Script: azure_blob_backup.sh

#!/bin/bash

# Azure Blob Storage Backup Script
# Author: [Your Name]
# Version: 1.0

# Configuration
SOURCE_DIR="/path/to/source"          # Directory to back up
BACKUP_DIR="/path/to/local/backups"   # Temporary local backup directory
STORAGE_ACCOUNT="<storage_account>"  # Azure storage account name
CONTAINER="<container_name>"          # Azure Blob container name
RETENTION_DAYS=7                      # Number of days to retain backups
LOG_FILE="/var/log/azure_blob_backup.log"  # Log file for backup process

# Azure CLI login
AZURE_STORAGE_KEY="<access_key>"  # Replace with your access key or export as ENV variable

# Ensure the backup directory exists
mkdir -p "$BACKUP_DIR"

# Function: Log messages
log_message() {
    echo "[$(date '+%Y-%m-%d %H:%M:%S')] $1" | tee -a "$LOG_FILE"
}

# Function: Create a backup
create_backup() {
    local backup_file="${BACKUP_DIR}/backup_$(date '+%Y%m%d%H%M%S').tar.gz"
    log_message "Creating backup for $SOURCE_DIR..."
    tar -czf "$backup_file" "$SOURCE_DIR"

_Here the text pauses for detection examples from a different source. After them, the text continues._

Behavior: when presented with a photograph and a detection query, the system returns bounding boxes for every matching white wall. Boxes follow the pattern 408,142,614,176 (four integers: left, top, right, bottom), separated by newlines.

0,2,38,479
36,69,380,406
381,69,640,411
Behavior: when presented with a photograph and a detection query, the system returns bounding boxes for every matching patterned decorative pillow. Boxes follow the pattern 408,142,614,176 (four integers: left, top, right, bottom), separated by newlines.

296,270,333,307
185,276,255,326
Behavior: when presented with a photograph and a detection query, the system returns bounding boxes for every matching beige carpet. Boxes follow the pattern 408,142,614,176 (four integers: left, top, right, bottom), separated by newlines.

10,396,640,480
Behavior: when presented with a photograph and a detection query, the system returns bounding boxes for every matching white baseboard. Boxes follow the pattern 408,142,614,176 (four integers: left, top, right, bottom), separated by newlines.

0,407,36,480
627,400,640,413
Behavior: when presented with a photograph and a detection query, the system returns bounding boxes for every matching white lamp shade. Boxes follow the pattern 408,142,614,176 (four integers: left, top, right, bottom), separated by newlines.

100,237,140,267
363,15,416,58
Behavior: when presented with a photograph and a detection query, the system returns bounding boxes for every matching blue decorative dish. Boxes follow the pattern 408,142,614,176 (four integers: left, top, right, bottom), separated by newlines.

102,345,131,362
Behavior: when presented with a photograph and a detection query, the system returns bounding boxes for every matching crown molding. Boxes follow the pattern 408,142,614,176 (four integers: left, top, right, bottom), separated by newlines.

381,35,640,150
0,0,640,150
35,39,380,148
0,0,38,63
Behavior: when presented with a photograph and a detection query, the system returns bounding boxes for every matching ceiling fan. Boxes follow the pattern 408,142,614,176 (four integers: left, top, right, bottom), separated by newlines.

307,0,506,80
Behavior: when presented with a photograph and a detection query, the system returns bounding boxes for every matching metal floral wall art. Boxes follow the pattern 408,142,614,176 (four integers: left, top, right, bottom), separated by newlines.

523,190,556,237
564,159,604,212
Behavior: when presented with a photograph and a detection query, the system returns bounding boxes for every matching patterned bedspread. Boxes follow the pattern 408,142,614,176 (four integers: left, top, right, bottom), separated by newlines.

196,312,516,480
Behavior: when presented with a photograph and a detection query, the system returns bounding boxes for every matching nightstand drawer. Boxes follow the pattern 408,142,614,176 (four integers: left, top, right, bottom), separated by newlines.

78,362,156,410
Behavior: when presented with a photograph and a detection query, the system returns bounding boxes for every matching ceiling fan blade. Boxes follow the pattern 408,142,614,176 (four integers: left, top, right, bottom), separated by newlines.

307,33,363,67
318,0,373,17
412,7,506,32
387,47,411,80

    if [[ $? -eq 0 ]]; then
        log_message "Backup created: $backup_file"
        echo "$backup_file"
    else
        log_message "Backup creation failed."
        exit 1
    fi
}

# Function: Upload backup to Azure Blob Storage
upload_to_blob() {
    local file=$1
    log_message "Uploading $file to Azure Blob Storage..."
    az storage blob upload --account-name "$STORAGE_ACCOUNT" --container-name "$CONTAINER" --name "$(basename "$file")" --file "$file"

    if [[ $? -eq 0 ]]; then
        log_message "Upload successful: $file"
    else
        log_message "Upload failed for $file."
        exit 1
    fi
}

# Function: Clean up old backups
cleanup_old_backups() {
    log_message "Cleaning up backups older than $RETENTION_DAYS days..."
    az storage blob list --account-name "$STORAGE_ACCOUNT" --container-name "$CONTAINER" --query "[].name" -o tsv | while read -r blob_name; do
        blob_date=$(az storage blob show --account-name "$STORAGE_ACCOUNT" --container-name "$CONTAINER" --name "$blob_name" --query "properties.lastModified" -o tsv | cut -d'T' -f1)
        blob_date_epoch=$(date -d "$blob_date" +%s)
        cutoff_date_epoch=$(date -d "$RETENTION_DAYS days ago" +%s)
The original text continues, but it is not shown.